5 thoughts on “On Being Ten Feet from W.S. Merwin…

  1. Bea Mannes says:

    First, I read this to your Father, and his comment is as follows. “She is really something else! If she could only get it out in the public domain someway, so people could read her.” I believe that means he especially liked this blog.
    There were many great quotes I could copy and paste on Facebook for the family to read, but I took just a small piece of the blog. I took the beginning, the part about almost messing in your pants. I just knew the “Buffalo” family would read that and know how excited you were to meet this poet.
    I hope he is one of many you meet along the way, and I look forward to the blogs that will come from those meet and greets. It is obvious, your love of poetry, and how it is like breathing for you.

  2. Audra (Unabridged Chick) says:

    Wonderful post — I loved this — but I esp adored your comments on Sexton and Plath.
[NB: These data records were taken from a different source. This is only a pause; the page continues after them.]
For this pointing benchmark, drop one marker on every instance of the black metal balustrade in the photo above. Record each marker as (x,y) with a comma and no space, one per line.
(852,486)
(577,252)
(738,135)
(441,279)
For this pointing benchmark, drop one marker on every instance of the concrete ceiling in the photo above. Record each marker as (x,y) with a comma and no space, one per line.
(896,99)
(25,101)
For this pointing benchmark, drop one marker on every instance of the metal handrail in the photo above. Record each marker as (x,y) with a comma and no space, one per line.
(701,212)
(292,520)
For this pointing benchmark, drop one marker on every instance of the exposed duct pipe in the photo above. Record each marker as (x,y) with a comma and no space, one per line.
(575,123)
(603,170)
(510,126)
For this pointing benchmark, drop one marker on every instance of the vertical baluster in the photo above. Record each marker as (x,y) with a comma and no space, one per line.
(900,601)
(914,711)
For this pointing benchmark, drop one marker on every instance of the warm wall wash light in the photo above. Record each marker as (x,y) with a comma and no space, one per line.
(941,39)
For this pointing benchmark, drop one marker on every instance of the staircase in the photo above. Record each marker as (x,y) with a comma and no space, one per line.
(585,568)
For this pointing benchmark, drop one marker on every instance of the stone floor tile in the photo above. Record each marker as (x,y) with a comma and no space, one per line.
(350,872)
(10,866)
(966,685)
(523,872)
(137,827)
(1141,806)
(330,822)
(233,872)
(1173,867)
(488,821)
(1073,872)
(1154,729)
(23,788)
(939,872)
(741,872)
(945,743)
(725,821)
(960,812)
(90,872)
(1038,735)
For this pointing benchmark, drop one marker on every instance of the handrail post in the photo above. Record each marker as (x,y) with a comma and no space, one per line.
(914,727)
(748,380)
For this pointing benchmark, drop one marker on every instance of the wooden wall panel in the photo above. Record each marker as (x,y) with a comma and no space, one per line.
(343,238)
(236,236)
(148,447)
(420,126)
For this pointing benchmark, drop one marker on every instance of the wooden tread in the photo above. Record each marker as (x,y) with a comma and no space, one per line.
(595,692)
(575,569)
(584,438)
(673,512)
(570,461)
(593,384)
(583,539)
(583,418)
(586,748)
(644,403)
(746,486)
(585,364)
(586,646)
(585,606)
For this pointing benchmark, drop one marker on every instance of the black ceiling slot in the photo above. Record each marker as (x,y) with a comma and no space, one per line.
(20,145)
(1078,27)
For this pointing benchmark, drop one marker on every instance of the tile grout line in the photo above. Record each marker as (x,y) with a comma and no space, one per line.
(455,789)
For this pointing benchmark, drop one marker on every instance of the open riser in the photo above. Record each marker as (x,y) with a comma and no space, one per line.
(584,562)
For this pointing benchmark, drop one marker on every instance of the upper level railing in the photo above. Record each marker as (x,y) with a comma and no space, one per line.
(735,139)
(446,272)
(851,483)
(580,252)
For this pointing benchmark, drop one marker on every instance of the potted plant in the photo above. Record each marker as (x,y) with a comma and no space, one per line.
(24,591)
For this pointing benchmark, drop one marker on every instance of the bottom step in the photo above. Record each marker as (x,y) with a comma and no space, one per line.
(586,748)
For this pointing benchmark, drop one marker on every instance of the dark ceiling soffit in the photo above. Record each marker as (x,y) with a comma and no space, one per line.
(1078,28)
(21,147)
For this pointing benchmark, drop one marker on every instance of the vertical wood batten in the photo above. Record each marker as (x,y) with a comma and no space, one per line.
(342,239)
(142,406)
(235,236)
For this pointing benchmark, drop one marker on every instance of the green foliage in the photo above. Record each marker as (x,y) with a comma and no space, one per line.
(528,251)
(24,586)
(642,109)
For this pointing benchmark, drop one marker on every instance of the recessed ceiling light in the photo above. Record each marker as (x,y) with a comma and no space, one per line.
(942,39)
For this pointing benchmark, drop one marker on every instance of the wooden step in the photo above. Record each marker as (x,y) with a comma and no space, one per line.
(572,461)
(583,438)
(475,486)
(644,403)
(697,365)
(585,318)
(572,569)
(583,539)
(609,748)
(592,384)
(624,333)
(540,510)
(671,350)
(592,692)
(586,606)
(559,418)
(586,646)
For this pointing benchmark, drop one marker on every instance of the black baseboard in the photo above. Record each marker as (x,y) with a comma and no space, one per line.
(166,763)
Having seen Emma Donoghue earlier in the summer, in which I was a total crazyperson, I can imagine your excitement at being so close to Merwin.

    • Cassie says:

      Ouuuu I would be excited for Emma as well! Did you write about it? Send me the link if so! And thanks for your comments. We must have a mutual thing for Plath and Sexton

      • Audra (Unabridged Chick) says:

        Here’s the post about going to Donoghue’s reading — don’t judge me for the insane fangirl grin in the picture — I was shaking being so close to the woman! Heaven!

        I’m mad for both Plath and Sexton because they’re marvelous but I feel a lot of sympathy/solidarity for most women authors/creators b/c I feel like they can get such a raw deal, but that is a rant for another day!! :)

  3. Cassie says:

    That. was. excellent. I love her deep red hair. Amazing! And you looked so happy & cute!!!

    It seems we both have a Plath & Sexton obsession. I’ll have to read “Hood” by Emma since I haven’t. Is it wonderful?